Work progresses on the Anfield Road extension

Delays to Liverpool’s £80m new-look Anfield Road Stand have dampened the club’s Premier League opening plans – perhaps a follow on from last season’s uncharacteristic damp squib of a campaign.

The Reds had hoped to unveil the new stand and expanded 61,000 capacity in their August 19 home game against Bournemouth.

Main contractor Buckingham Group recently revealed that only the lower tier will be ready for the fixture, and the new development will probably undergo a phased opening at subsequent home games, with completion by October.

This season will have an unfamiliar look for many Liverpool fans – trophyless following the 2022-23 season, and only the Europa League to look forward to after missing out on Champions League qualification for the first time in seven years.

A far cry from the previous season when Liverpool played every possible game in all competitions in its, ultimately unsuccessful, bid to clinch an historic quadruple. Two cup wins ain’t bad, though.

Last season began well, with a 3-1 Community Shield win over arch rivals Manchester City, the club that pipped the Reds to the Premier League title on the final day of the previous season.

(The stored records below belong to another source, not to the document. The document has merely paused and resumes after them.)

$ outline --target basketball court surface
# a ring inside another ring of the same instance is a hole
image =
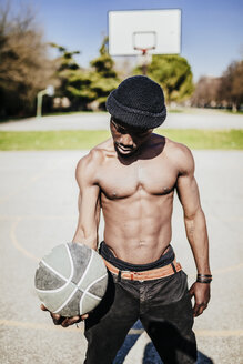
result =
[[[39,257],[73,237],[78,219],[74,169],[84,153],[0,152],[1,363],[83,363],[83,324],[80,328],[54,326],[39,309],[33,280]],[[198,363],[240,364],[243,152],[195,151],[194,158],[214,275],[211,304],[194,325]],[[191,284],[195,269],[182,218],[175,200],[172,245]],[[161,363],[139,323],[114,363]]]

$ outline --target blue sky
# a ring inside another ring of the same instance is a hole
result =
[[[99,54],[108,33],[110,10],[181,9],[181,55],[191,64],[195,81],[201,75],[221,75],[233,60],[243,59],[242,0],[30,0],[28,3],[36,9],[45,39],[69,50],[80,50],[79,63],[83,67]]]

Jürgen Klopp – courtesy LFC

The club’s 16th Community Shield victory was significant for manager Jürgen Klopp, ensuring he had won all available first-tier trophies with Liverpool.

But the campaign unravelled, with cup exits and a final fifth placing, as well as the loss of players including Roberto Firmino, James Milner, Alex Oxlade-Chamberlain and Naby Keïta, together with Fabinho and Jordan Henderson opting for the Saudi Arabian scene.

This year will be a regrouping for Klopp and his charges as they bid to, once again, overtake the juggernaut that is Manchester City with Pep Guardiola at the wheel.

Extra competition could also be looming in Erik ten Hag’s rejuvenated Manchester United, eager to muscle into the title race, buoyed by new signings Mason Mount, Andre Onana, and forward Rasmus Højlund from Atalanta.

However, Liverpool will be looking to their key £60m signing in Dominik Szoboszlai, from RB Leipzig, who will feature in a new-look midfield with fellow newbie, Argentinian World Cup winner, Alexis Mac Allister, switching for £35m from Brighton.

And the club’s 62nd consecutive season in England’s top tier will be without the distraction of potential buyout speculation after majority owner, Fenway Sports Group (FSG), confirmed that it was not for sale.

In November last year online sports outlet, The Athletic, said FSG had created a presentation for interested parties keen to take over ownership of the Merseyside club which it had acquired for £300m in October 2010 from fellow Americans, George Gillett and Tom Hicks.

At the time the club was valued at £3.6bn.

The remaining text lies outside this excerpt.